"Who watches it while he is away?" she said. "There is no door to the place, of course."
Roscoe smiled enigmatically. "Men do not steal up here: that is the unpardonable crime; any other may occur and go unpunished; not it."
The thought seemed to strike Mrs. Falchion. "I might have known!" she said. "It is the same in the South Seas among the natives—Samoans, Tongans, Fijians, and others. You can—as you know, Mr. Roscoe,"—her voice had a subterranean meaning,—" travel from end to end of those places, and, until the white man corrupts them, never meet with a case of stealing; you will find them moral too in other ways until the white man corrupts them. But sometimes the white man pays for it in the end."
Her last words were said with a kind of dreaminess, as though they had no purpose; but though she sat now idly looking into the valley beneath, I could see that her eyes had a peculiar glance, which was presently turned on Roscoe, then withdrawn again.
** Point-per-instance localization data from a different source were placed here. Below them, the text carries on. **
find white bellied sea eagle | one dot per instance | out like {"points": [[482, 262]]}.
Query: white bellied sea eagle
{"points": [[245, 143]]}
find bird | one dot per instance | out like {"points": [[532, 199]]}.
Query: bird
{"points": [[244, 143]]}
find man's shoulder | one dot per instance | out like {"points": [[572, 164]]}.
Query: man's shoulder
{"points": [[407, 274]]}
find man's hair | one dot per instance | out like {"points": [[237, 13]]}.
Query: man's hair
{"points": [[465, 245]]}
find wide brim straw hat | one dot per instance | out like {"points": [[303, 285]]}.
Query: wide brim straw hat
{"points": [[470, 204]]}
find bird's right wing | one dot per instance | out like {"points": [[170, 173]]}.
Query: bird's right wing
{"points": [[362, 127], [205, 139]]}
On him the effect was so far disturbing that he became a little pale, but I noticed that he met her glance unflinchingly and then looked at me, as if to see in how far I had been affected by her speech. I think I confessed to nothing in my face.
Justine Caron was lost in the scene before us. She had, I fancy, scarcely heard half that had been said. Roscoe said to her presently: "You like it, do you not?"
"Like it?" she said. "I never saw anything so wonderful."
"And yet it would not be so wonderful without humanity there," rejoined Mrs. Falchion. "Nature is never complete without man. All that would be splendid without the mills and the machinery and Boldrick's cable, but it would not be perfect: it needs man—Phil Boldrick and Company in the foreground. Nature is not happy by itself: it is only brooding and sorrowful. You remember the mountain of Talili in Samoa, Mr. Roscoe, and the valley about it: how entrancing yet how melancholy it is. It always seems to be haunted, for the natives never live in the valley. There is a tradition that once one of the white gods came down from heaven, and built an altar, and sacrificed a Samoan girl—though no one ever knew quite why: for there the tradition ends."
I felt again that there was a hidden meaning in her words; but Roscoe remained perfectly still. It seemed to me that I was little by little getting the threads of his story. That there was a native girl; that the girl had died or been killed; that Roscoe was in some way—innocently I dared hope—connected with it; and that Mrs. Falchion held the key to the mystery, I was certain. That it was in her mind to use the mystery, I was also certain. But for what end I could not tell. What had passed between them in London the previous winter I did not know: but it seemed evident that she had influenced him there as she did on the 'Fulvia', had again lost her influence, and was now resenting the loss, out of pique or anger, or because she really cared for him. It might be that she cared.
She added after a moment: "Add man to nature, and it stops sulking: which goes to show that fallen humanity is better than no company at all."
She had an inherent strain of mockery, of playful satire, and she told me once, when I knew her better, that her own suffering always set her laughing at herself, even when it was greatest. It was this characteristic which made her conversation very striking, it was so sharply contrasted in its parts; a heartless kind of satire set against the most serious and acute statements. One never knew when she would turn her own or her interlocutor's gravity into mirth.